Duchenne is a rare muscle-wasting condition, which starts in early childhood and sees progressive muscle loss over time. Most children start using a wheelchair at ages 9-13 and by their late 20s experience almost total paralysis, reliance on a ventilator to breathe and a need for round-the-clock-care.

Duchenne Muscular Dystrophy is a genetic muscle-wasting condition which starts in early childhood and sees progressive muscle loss over time. It affects 1 in 3500 births, predominantly males although females can sometimes be affected too. Most children start using a wheelchair at ages 9-13 and as they get older continue to lose strength and the ability to do everyday tasks without help.  Life expectancy can range dramatically from early teenage years to mid-50s.

Due to advances in medical care in most countries adults with Duchenne are now often living with  into their 30’s, 40’s, and 50s with extensive health, care and social needs.
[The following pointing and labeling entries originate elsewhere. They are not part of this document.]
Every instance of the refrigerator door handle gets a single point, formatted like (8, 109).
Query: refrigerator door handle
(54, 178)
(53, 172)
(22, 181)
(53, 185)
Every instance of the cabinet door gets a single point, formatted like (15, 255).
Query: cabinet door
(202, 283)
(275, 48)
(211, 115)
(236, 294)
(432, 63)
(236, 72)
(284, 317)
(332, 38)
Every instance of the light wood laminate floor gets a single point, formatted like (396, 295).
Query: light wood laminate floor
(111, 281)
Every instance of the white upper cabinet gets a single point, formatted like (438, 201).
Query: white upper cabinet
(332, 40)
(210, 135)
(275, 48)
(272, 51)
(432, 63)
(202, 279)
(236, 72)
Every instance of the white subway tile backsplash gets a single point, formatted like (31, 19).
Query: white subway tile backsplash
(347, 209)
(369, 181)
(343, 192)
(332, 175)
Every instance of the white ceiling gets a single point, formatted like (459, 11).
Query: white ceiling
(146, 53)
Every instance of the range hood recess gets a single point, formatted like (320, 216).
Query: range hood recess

Later stages of Duchenne see adults experiencing total paralysis, reliance on a ventilator to breathe and a need for round-the-clock-care.

There are an estimated 650 people in the UK aged over 18 with Duchenne and many more with Duchenne-like conditions. DMD Pathfinders was set up by adults with Duchenne themselves to meet the needs of teenagers and adults living with the condition.

“We are an unforeseen generation, since we were not expected to still be alive and as a consequence organisations and agencies that were originally created to advise and support our parents/carers have been slow to respond to our needs. We need peer support, information and advice to enable us to live longer, happier and independent lives”. DMD Pathfinders Trustees.